Monday, 12 August 2013

Medicine - a money making machine

I’m literally sick of doctors. Not just in that I hate visiting doctors, hospitals, clinics and popping pills. But I am truly sick and tired of the kind of doctors I’ve met lately—and all of them seem to be the same. Unfortunately, I’ve had a host of problems lately which has led me into the cabins of a gynaecologist, an ENT specialist, a dentist and an orthopaedic. And every single experience has been horrific and blood-boiling, to put it mildly.

Gynaecologists are supposed to be gentle, understanding and patient. The one I met, supposedly a famous one, was anything but these. On first glance, she is a sweet old lady who treats you like a grandchild. But during the course of my two very short visits I discovered that she was impatient, snappy and rough—too busy to spend time on one patient; she had money to make! This woman was so terrible that she literally drove me to tears and I vowed never to return to her.

My ENT doctor has been one I’ve been going to for the last three years or so. He’s told me the same thing every time—I have a recurring infection. But I was never thinking clearly; to me, he eased my excruciating pain and that made me want to go back to him every time. He also instructed me to visit only one particular pharmacy for the medicines he prescribed, every single time. I never quite saw through this till my friends pointed it out. The last time I went to him, I was adamant not to go to the particular chemist so that he doesn’t get his cut. Thereafter, I visited at least 8-10 chemists across the city and none of them had all the medicines. Apart from this, he has always been full of personal questions (he remarkably remembers every single detail of my personal life, that I foolishly shared before) and does not get the hint when I don’t want to discuss it with him. I’m simply going to find a new ENT the next time my problem resurfaces.
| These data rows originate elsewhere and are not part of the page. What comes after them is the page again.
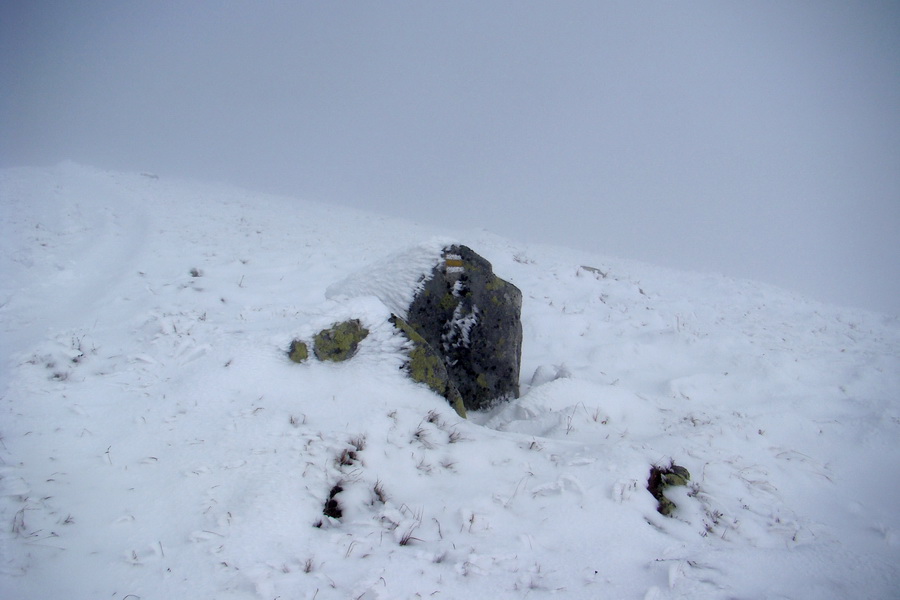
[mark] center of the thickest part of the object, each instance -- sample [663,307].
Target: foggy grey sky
[756,139]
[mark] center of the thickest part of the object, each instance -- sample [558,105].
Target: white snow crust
[157,442]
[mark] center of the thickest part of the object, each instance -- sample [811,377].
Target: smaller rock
[340,342]
[298,351]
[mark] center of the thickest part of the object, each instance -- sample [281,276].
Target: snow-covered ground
[157,442]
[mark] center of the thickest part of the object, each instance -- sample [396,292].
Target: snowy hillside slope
[157,442]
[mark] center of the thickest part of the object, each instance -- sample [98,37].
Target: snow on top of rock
[393,279]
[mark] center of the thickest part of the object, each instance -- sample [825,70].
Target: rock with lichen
[472,318]
[339,342]
[662,478]
[299,351]
[426,366]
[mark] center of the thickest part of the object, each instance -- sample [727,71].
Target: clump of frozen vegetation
[158,442]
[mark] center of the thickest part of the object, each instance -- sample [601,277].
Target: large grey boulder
[472,318]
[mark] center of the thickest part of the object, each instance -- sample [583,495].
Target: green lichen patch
[298,351]
[426,366]
[662,478]
[339,342]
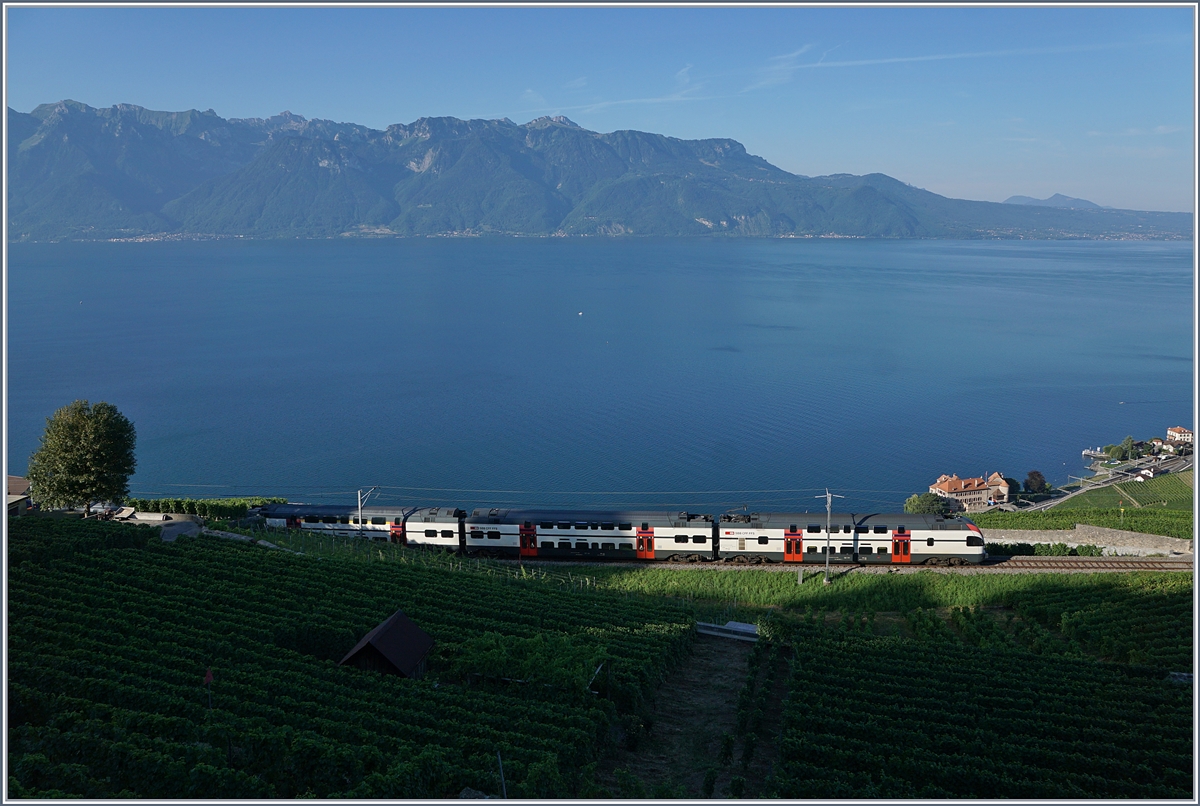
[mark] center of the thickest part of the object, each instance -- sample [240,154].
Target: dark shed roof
[395,647]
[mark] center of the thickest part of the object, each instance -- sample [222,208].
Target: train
[651,535]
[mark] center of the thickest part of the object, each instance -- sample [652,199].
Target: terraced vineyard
[1170,492]
[1150,521]
[112,632]
[894,717]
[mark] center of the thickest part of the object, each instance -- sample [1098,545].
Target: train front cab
[901,546]
[793,545]
[528,540]
[646,542]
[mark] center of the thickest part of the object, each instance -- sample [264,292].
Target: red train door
[528,540]
[793,545]
[646,542]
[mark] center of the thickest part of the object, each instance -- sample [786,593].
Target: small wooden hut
[395,647]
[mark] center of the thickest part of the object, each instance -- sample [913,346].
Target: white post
[361,499]
[828,498]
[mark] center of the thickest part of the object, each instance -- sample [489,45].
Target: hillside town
[1128,461]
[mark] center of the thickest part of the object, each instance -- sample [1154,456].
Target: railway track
[991,565]
[1093,564]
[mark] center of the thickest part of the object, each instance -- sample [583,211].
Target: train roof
[637,517]
[652,517]
[803,518]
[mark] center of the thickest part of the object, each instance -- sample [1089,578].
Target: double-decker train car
[654,534]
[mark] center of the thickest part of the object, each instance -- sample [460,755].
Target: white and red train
[653,535]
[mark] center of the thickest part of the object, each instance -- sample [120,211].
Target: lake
[700,374]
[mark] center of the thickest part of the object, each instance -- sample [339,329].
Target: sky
[970,102]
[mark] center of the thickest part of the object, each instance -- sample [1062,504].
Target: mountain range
[82,173]
[1056,200]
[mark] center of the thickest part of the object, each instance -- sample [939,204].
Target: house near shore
[1179,434]
[18,495]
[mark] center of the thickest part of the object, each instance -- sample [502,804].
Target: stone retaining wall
[1115,540]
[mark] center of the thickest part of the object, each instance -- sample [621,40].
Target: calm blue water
[702,373]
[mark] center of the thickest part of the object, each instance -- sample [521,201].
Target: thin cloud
[1138,132]
[781,68]
[529,96]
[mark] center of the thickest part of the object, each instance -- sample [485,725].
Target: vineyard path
[694,707]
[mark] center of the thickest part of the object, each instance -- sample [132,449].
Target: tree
[85,456]
[928,504]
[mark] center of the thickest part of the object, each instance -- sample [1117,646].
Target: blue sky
[970,102]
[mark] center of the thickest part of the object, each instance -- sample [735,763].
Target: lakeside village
[1111,464]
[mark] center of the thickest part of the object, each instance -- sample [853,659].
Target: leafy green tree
[85,456]
[928,504]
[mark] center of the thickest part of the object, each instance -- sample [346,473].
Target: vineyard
[112,632]
[1151,521]
[917,685]
[1170,492]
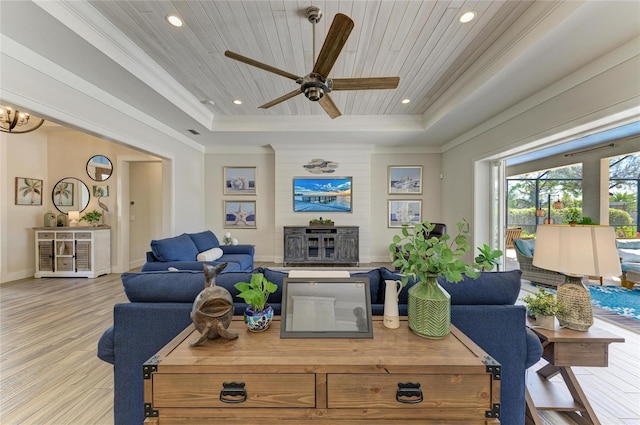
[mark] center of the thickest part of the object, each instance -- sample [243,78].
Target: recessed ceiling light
[174,20]
[467,17]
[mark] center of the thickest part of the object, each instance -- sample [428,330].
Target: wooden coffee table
[564,348]
[395,377]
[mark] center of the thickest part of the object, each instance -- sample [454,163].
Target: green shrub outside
[526,218]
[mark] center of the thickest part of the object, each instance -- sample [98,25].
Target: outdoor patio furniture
[524,253]
[511,235]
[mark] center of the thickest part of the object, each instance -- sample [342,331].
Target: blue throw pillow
[491,288]
[204,241]
[179,248]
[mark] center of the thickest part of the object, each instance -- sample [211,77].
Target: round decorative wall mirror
[70,194]
[99,168]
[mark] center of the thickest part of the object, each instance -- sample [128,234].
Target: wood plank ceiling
[422,42]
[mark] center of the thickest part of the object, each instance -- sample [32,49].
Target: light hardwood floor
[49,372]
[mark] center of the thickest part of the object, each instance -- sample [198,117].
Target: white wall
[606,91]
[145,208]
[352,162]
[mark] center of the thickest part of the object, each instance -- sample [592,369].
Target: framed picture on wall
[63,195]
[405,212]
[239,180]
[239,214]
[101,191]
[28,191]
[405,179]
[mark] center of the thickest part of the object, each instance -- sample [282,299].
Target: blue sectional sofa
[181,252]
[160,303]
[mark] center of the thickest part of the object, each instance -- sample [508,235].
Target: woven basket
[577,298]
[429,309]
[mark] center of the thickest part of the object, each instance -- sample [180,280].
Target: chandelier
[14,121]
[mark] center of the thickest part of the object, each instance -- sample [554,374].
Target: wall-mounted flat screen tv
[322,194]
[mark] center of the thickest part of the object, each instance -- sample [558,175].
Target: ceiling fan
[316,85]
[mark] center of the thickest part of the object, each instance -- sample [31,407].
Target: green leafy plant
[257,291]
[572,215]
[586,221]
[488,258]
[92,217]
[544,303]
[419,257]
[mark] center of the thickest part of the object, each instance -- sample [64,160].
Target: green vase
[429,309]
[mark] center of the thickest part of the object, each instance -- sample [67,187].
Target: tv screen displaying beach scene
[322,194]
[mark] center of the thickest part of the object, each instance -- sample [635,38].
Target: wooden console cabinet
[73,251]
[397,377]
[321,244]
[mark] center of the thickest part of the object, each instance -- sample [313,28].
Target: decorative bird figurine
[102,205]
[213,308]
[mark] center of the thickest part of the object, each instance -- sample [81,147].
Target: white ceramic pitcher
[391,293]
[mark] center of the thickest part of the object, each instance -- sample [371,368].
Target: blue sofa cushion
[179,248]
[491,288]
[204,240]
[157,287]
[525,246]
[243,260]
[195,266]
[374,283]
[628,243]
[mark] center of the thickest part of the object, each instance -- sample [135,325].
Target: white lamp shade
[577,250]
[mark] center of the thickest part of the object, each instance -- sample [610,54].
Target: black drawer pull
[233,392]
[409,393]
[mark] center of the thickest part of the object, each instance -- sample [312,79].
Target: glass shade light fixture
[74,218]
[16,122]
[577,251]
[558,204]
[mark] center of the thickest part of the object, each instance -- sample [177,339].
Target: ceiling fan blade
[281,99]
[260,65]
[373,83]
[329,107]
[337,37]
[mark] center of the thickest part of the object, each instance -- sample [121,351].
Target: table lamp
[74,218]
[577,251]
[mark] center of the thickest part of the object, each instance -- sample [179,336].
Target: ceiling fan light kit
[316,85]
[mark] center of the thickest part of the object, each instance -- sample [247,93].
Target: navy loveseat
[160,303]
[181,252]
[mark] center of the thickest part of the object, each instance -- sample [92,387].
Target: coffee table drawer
[434,391]
[226,390]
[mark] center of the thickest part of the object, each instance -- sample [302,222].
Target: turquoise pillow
[179,248]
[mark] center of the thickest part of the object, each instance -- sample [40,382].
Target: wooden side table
[564,348]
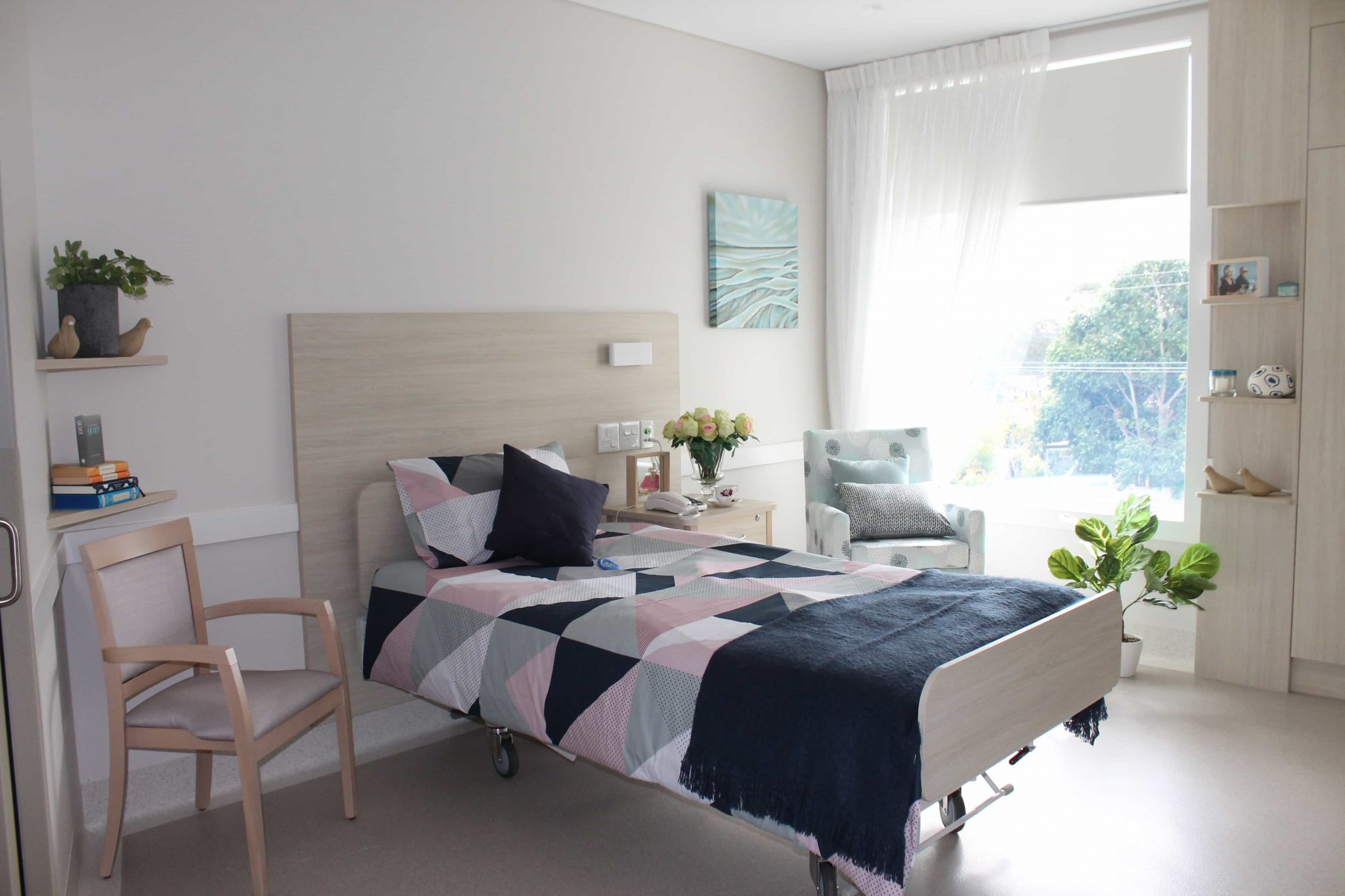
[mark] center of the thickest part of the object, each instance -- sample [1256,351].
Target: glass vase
[705,461]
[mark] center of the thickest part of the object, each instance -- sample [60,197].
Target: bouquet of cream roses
[708,436]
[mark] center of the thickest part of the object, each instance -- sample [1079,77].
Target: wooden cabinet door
[1319,585]
[1258,101]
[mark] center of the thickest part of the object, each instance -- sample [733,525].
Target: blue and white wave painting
[753,263]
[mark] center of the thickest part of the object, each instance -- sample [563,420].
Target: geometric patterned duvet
[604,664]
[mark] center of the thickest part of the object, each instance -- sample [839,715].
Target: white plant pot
[1130,652]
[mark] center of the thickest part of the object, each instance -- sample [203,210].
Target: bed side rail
[986,704]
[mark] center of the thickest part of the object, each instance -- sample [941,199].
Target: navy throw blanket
[813,719]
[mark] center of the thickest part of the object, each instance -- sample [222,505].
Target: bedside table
[749,521]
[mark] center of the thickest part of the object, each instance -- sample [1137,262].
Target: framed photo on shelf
[646,473]
[1231,277]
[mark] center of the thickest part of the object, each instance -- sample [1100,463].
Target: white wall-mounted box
[630,354]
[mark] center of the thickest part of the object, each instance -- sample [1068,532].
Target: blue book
[95,501]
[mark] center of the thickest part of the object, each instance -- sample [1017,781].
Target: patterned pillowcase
[892,512]
[450,503]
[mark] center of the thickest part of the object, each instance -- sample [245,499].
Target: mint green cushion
[877,472]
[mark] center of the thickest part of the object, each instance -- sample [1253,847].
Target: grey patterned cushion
[892,512]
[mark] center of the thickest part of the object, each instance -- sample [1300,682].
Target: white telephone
[673,503]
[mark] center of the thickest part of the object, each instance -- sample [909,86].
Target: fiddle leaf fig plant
[1119,553]
[76,268]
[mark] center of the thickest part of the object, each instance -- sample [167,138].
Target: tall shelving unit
[1264,54]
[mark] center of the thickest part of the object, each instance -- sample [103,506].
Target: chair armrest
[320,610]
[194,654]
[970,527]
[292,606]
[829,531]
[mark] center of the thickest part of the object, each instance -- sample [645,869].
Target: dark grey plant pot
[95,309]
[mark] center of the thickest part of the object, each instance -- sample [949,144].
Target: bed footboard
[984,706]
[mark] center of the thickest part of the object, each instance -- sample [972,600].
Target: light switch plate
[608,437]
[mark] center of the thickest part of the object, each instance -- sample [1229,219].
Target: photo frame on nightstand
[645,475]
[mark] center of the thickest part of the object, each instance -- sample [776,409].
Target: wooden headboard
[366,389]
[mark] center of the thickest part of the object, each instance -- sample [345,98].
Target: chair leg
[250,779]
[205,763]
[346,743]
[116,798]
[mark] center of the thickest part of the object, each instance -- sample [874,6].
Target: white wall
[35,676]
[417,155]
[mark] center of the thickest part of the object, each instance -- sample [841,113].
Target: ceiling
[830,34]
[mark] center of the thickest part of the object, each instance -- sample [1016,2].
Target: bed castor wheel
[824,878]
[503,753]
[953,807]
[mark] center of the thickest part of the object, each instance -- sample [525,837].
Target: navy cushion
[545,515]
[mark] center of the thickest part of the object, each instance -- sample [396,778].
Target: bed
[490,641]
[370,387]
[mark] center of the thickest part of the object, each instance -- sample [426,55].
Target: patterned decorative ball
[1271,381]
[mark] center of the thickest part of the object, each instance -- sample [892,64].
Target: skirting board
[1317,679]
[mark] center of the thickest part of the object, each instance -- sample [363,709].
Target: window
[1083,395]
[1074,386]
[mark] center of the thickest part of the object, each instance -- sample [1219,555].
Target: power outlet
[608,437]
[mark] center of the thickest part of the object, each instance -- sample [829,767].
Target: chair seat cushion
[914,554]
[198,704]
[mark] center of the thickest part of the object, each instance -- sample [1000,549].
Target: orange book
[102,469]
[89,480]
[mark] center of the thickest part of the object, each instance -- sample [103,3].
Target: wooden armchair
[146,593]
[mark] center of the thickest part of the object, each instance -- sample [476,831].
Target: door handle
[15,565]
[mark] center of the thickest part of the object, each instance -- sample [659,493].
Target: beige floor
[1193,789]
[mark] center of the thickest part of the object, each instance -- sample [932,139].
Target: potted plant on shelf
[1119,553]
[87,289]
[707,438]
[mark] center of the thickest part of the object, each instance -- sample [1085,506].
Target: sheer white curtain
[925,156]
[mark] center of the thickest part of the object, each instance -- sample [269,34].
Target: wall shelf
[1246,399]
[62,519]
[1252,300]
[53,364]
[1278,498]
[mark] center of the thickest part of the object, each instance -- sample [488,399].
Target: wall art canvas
[753,263]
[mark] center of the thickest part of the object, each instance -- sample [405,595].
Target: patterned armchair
[829,526]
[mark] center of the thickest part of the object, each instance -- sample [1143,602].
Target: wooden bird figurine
[1220,482]
[1261,488]
[133,339]
[66,341]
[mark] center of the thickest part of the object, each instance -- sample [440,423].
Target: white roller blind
[1114,128]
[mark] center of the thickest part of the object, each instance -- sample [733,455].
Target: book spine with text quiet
[89,438]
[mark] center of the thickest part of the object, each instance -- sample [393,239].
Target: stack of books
[91,488]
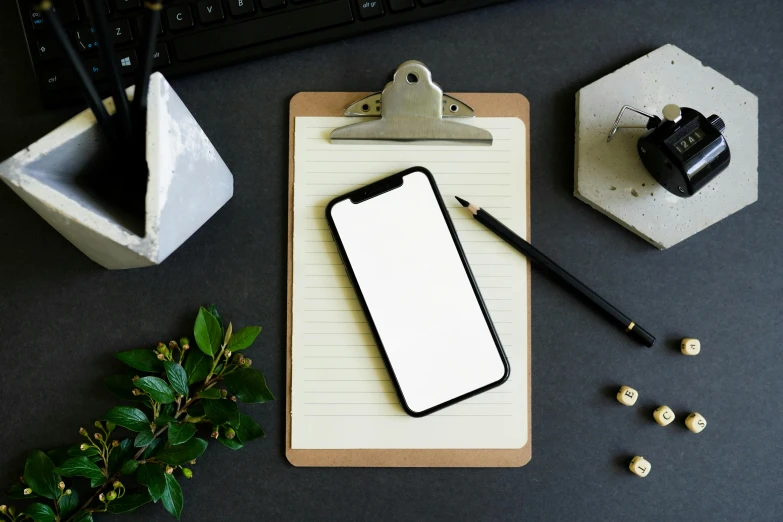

Finally, I went to an orthopaedic a few days ago. He checked me out (after which my pain was only exacerbated) and after making some small talk, I exited his cabin to pay the OPD fee. It’s only then that I discovered that the fee for his moving around my wrist for less than 10 minutes was a whopping 1,000 bucks. I sighed but relented. Since I wasn’t carrying that much cash I asked whether I could either go to an ATM to withdraw the money or could pay by card. The lady at the desk said I would have to pay by card but would have to pay 200 bucks extra (this was after she had a quick conversation with the blessed doctor). Again, I sighed and relented. It was my fault that I hadn’t asked how much the fee was before I came and that I didn’t carry enough cash. I specifically asked her for a bill, which she said she would furnish once the payment was done. I was taken downstairs where I made the card payment and then returned to the very polite lady’s desk to ask for my bill. I was then rudely told that the doctor had left and I would have to come back for the receipt. I was fuming, especially since I had already made it clear that I need the bill—1200 bucks isn’t a small amount. She put her hands up and asked me to speak directly to the doctor.

I did send the good doctor a message who categorically told me that he cannot give me a receipt till he receives the cash in hand, which could take up to seven to ten days. In the interim, he told me, the hospital would give me a bill. Utter bullshit, either way.
What has happened to the honour associated with the medical profession? Yes, money is important for all of us, I don’t deny that. But for a doctor, is that all it’s about? Wasn’t the profession supposed to be about helping and healing people? When did it become about fastest money first, at the expense (literally) of their poor suffering patients?

I have truly had it with these miserable creatures. I’m so tempted to name each one of these doctors, but I’m using every last ounce of willpower to refrain from doing so. Henceforth, I’d prefer to either let my problems solve themselves, or take bloody good care of myself so that I don’t have to keep going back to them—alone, that too.